*Christy, Art Director, Advertising & Duncan, VP of Customer Service, Software Company*
Today’s wedding is about an unexpected adventure, a hardship, and really a bit of magic. It’s about the magic of deciding to accept what life throws at us, to still celebrate, and to love the hell out of each other. I’d say more, because I love this wedding so much, but I really don’t want to spoil the story. So I’m going to let Christy tell it.

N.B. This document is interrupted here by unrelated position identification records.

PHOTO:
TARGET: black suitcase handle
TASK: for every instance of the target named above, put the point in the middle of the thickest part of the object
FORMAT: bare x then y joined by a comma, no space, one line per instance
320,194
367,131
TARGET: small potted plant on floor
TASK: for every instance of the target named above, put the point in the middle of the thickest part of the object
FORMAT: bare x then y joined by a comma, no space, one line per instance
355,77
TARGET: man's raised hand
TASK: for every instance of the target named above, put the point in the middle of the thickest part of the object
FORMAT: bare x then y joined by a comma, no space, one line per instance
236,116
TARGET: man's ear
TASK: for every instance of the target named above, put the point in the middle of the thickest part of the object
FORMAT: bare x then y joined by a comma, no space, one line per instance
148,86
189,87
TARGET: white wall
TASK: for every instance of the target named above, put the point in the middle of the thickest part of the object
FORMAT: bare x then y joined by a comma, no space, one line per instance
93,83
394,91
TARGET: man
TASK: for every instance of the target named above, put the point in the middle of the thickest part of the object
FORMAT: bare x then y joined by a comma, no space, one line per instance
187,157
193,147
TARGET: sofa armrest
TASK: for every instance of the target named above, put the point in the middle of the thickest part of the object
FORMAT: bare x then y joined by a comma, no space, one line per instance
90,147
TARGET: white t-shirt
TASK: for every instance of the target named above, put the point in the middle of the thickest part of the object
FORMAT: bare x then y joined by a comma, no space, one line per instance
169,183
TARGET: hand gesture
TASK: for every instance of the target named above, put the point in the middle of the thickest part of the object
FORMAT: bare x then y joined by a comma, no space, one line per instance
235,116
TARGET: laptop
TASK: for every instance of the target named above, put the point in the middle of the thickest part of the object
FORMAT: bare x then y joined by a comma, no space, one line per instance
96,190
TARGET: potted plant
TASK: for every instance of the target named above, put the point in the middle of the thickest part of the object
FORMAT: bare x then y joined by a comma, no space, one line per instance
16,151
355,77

When it came to planning my wedding, I wasn’t intimidated by the details. I know some people get overwhelmed thinking about flowers and tablecloths and programs and don’t care, for example, to spend a great deal of time worrying whether or not chartreuse and lime are close enough approximations of the same color green. As an art director, I worry about details for a living. I revel in them, actually. I really do care about the (admittedly subtle, but important-to-me) difference between chartreuse and lime. Still, I dreamed not about the perfect designer WIC wedding, but a wedding filled with not-so-perfect DIY details. I wanted our celebration to be unique, fun, and expressive of who we are as people. Which is to say, not too stuffy, not too fancy, yet thoughtful and good looking.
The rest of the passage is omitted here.